His presentation at the conference covered brain anatomy, the basic mechanism of the seizure, different types of seizures, and treatment.
He paid special emphasis to women and seizures and said it is important women with epilepsy plan for pregnancy.
“One thing I underscored is that although the rate of teratogenic [causing foetal abnormalities] effects is slightly higher with the antiepileptic drugs – in the normal population it’s one to three per cent; with many of the antiepileptic drugs, especially the newer ones, it could be four or five per cent – the risk of having a seizure in pregnancy far outweighs the risk of having congenital malformations.
“If someone has a seizure during pregnancy, that can impede the oxygen flow to the foetus. It can also cause smaller birth weights. There’s up to ten times higher risk of death of the foetus or the mother. So it’s important for women to discuss with their physicians if they plan to conceive.”
How common is epilepsy in TT?
“There are no definitive statistics,” said Nichole Vanderpool, SAFTT president. “However, local neurologists estimate that 40,000 could be living with seizures in TT.”
The Seizure Conference, free to the public, had 300 people present. Local neurologists also spoke at the conference.
Dr Bobb’s top three things to tell someone who is recently diagnosed:
1. Once their condition is well controlled, they can live a relatively normal life. Most people with epilepsy have a normal IQ and can hold jobs.
2. Take your medications.
3. Find a support group if possible.
If you see someone having a seizure:
“Certainly, don’t put anything in their mouth,” Bobb said. “It’s a myth that you can swallow your tongue.”
“If someone is having a generalised tonic-clonic seizure, where they’re shaking all over, it’s important that you don’t try to stop them from shaking, because a lot of the time that in itself can cause injury.
“Don’t try to give CPR. Towards the end of the seizure it appears that people become apneic – they stop breathing for a while – and people may think they have died and they try to administer CPR. Leave them alone.
What should you do?
“Lower them to the ground.
“Turn them on the side.
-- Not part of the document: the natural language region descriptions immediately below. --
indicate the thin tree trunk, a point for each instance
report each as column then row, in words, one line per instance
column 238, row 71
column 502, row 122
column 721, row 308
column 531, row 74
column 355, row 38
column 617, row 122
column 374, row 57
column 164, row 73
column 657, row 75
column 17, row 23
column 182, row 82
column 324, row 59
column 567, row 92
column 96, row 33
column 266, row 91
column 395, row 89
That helps to open the airway.
“Remove any glasses.
“Remove anything that’s tight around the neck.
“Try to put a jacket under the head, so that if the person is hitting his head it will hit something soft.”
“If it’s someone’s very first seizure they certainly need to call the ambulance to try to get that evaluated,” Bobb said. But if the person is diagnosed and in treatment, just leave them alone. “Stay with them, make sure they’re comfortable. They’re likely to be confused and tired for a few minutes.”
Bobb added, however, “If the seizure seems to be occurring for five minutes or more, that’s when someone needs to call an ambulance or get medical help. Otherwise, for someone who has epilepsy, which is defined as two or more unprovoked seizures, and [they are] taking medication, they don’t need to go to the hospital every time.”